Background: Macular pigment (MP) is found in diurnal primate species when vision spans a range of ambient illumination and is mediated by cone and rod photoreceptors. The exact role of MP remains to be determined. In this study we investigate two new hypotheses for possible MP functions.
Objective: As MP absorption coincides partly with that of rhodopsin, MP may reduce rod signal effectiveness in the mesopic range, thus extend the usefulness of cone-mediated vision into the mesopic range. Forward light scatter in the eye can reduce retinal image contrast. If blue light contributes significantly to intraocular scatter, selective blue light absorption by MP could reduce the effects of scatter.
Design: We investigated 34 subjects from a carotenoid supplementation trial. The measurements included high mesopic contrast acuity thresholds (CATs), macular pigment optical density (MPOD), wavefront aberrations, and scattered light. The measurements were made after 6 months of daily supplementation with zeaxanthin (Z, OPTISHARP), lutein (L), a combination of the two (C), or placebo (P), and again after a further 6 months of doubled supplementation.

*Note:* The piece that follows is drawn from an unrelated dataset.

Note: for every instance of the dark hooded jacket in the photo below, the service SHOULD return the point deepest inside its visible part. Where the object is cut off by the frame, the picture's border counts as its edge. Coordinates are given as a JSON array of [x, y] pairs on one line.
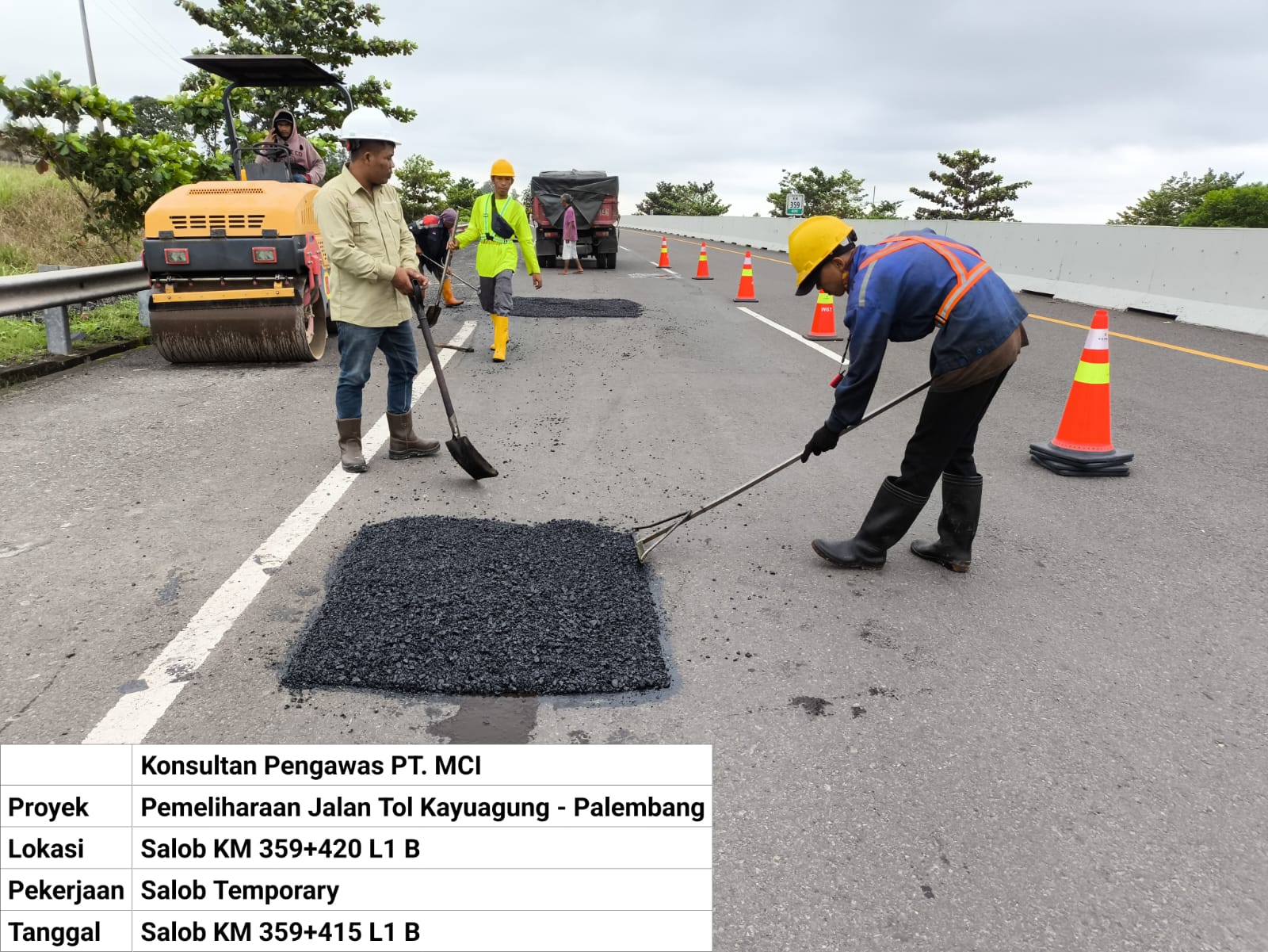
[[302, 154]]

Results: The data reveal a trend toward lower CATs in all groups supplemented, with a statistically significant improvement in the lutein group (p = 0.001), although there was no correlation with MPOD. Light scattering in the eye and the root-mean-square wavefront aberrations show decreasing trends as a result of supplementation, but no correlation with MPOD.
Conclusions: The results suggest that supplementation with L or Z increases MPOD at the fovea and at 2.5 degrees , and that supplementation can improve CATs at high mesopic levels and hence visual performance at low illumination.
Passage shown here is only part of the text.